Repetition Mismatch: Why Data Mixture Experiments Don't Scale and How to Fix Them

arXiv – CS AI|Kevin Zhou, Lisa Alazraki, Kris Cao, Marek Rei|
🤖AI Summary

Researchers identify that data mixture optimization for AI model pre-training fails at scale due to 'repetition mismatch'—when high-quality datasets are small, their repetition rates change as training budgets grow, invalidating small-scale experiments. A subsampling procedure that controls for target repetition rates enables accurate mixture prediction using only 1/16 of tokens versus traditional methods requiring 44-94% of the full budget.

Analysis

This research addresses a fundamental inefficiency in large language model development: the inability to predict optimal data mixtures without consuming massive computational budgets. The core problem emerges when researchers run small-scale experiments to optimize which data sources should comprise training sets, then extrapolate results to larger budgets. However, when premium datasets are limited and must be repeated multiple times, their proportion in the overall mixture changes unpredictably as training scales, rendering initial experiments obsolete.
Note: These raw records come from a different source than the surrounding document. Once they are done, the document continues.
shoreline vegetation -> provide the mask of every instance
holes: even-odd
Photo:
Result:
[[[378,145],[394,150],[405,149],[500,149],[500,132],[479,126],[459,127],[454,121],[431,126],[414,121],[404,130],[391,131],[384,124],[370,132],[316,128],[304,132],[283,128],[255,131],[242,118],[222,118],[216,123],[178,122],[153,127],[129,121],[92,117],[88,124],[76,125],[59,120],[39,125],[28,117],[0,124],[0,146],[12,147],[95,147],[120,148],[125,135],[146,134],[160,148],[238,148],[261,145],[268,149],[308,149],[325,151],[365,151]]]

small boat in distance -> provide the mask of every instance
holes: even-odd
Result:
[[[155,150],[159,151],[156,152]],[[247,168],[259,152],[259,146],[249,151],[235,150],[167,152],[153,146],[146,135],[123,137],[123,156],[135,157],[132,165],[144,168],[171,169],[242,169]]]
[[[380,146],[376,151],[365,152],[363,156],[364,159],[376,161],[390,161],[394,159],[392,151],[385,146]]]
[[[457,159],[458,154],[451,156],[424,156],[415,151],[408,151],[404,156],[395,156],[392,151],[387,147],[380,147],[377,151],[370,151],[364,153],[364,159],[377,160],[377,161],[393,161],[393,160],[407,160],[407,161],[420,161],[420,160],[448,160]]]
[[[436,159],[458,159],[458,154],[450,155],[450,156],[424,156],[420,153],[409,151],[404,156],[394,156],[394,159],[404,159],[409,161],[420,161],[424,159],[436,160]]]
The repetition mismatch phenomenon has practical consequences for AI labs and companies developing foundation models. High-quality training data remains scarce and expensive, while web-crawled data is abundant but lower quality. Current practice requires running three to four separate experiments at different scales to find optimal mixtures, consuming up to 94% of the target token budget before training even begins. This represents enormous wasted computational resources.

The proposed solution—matching repetition rates in small-scale experiments to target conditions—dramatically improves efficiency. For two-source mixtures, a single 1/16-scale experiment with repetition control reduces error from 0.75 to 0.05, effectively eliminating extrapolation failures. Even with three data sources, two controlled experiments outperform traditional baselines requiring full two-source testing.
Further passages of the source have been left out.